Established as a faience manufactory, Saint-Cloud achieved the first commercially available porcelain in Europe, producing soft-paste wares as early as the 1680s. Saint-Cloud’s soft-paste porcelain differed from the highly sought after Chinese hard-paste porcelain in material and aesthetic. The French manufactory’s porcelain used clay with frit instead of kaolin and was fired at a lower temperature. This resulted in a warmer, more creamy white than the cool greyish white of Chinese porcelain.
Initially, Saint-Cloud produced blue and white wares, as did all European ceramics manufacturers who wished to emulate Chinese porcelain. Undecorated, purely white pieces such as these pots emerged at the beginning of the eighteenth century, with a surge in popularity in the 1720s, likely connected with improvements in the quality of the paste. The undecorated white wares shared the aesthetic goal of blanc de chine from Dehua, that is, an appreciation for the beauty and quality of the material. Indeed, many of Saint-Cloud’s undecorated white wares shared the motifs found on Dehua porcelains, including the prunus branch and chrysanthemum branch.
These pots are exquisitely molded as artichokes, a form which was one of the factory’s most popular. This design was inspired by the blooming lotus flowers decorations found on Chinese porcelain; its pure white form also connects to that culture’s aforementioned veneration of materials. Though these pots’ culinary-inspired form might suggest they were used at the table as containers for sauce or custard, artichoke leaves were applied to both dinner and toilette wares (the latter of which was the most popular).
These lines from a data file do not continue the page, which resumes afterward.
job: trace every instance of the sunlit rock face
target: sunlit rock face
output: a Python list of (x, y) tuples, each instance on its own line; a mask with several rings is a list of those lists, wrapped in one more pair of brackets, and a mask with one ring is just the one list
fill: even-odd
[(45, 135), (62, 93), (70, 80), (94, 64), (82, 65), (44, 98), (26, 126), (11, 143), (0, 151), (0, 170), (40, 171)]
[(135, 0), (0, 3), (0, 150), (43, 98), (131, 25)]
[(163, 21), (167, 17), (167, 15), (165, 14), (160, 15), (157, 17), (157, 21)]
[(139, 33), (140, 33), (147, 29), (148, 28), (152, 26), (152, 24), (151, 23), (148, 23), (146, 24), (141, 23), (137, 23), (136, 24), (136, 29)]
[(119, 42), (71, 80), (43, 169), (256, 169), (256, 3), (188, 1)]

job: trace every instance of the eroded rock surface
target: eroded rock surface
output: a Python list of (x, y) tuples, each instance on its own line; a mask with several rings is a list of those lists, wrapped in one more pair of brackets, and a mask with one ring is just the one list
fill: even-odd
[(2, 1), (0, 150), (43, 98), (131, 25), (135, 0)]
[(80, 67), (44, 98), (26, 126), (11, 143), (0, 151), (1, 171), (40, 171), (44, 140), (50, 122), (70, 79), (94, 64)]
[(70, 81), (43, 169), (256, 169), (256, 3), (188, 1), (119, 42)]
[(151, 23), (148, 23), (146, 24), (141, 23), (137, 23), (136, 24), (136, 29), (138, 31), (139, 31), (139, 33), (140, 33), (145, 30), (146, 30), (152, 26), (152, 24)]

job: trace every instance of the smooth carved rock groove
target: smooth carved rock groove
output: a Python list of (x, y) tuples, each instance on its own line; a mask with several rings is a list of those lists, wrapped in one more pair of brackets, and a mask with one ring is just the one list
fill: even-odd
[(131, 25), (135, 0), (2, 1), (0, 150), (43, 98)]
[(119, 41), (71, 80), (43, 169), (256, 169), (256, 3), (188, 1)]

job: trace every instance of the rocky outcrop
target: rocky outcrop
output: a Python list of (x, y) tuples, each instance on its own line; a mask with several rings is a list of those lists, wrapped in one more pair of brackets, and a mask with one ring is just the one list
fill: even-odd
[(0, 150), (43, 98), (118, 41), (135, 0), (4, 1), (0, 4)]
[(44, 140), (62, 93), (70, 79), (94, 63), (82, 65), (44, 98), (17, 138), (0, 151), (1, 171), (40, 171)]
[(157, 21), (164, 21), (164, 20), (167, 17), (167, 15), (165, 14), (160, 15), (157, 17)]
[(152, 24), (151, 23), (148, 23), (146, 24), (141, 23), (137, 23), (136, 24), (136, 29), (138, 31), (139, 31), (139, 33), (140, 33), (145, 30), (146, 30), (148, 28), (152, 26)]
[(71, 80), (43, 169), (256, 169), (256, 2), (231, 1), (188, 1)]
An example of artichoke trompe l’oeil pots as toilette instruments can be seen in Boucher’s La Marchande des Modes (1746) in which a very similar pot sits amongst other tabletop objects.
Each pot features the incised mark St C T, a mark used beginning around 1722. The added “T” at the end signifies the factory’s ownership by Henri Trou II, who gained ownership of the company in 1722.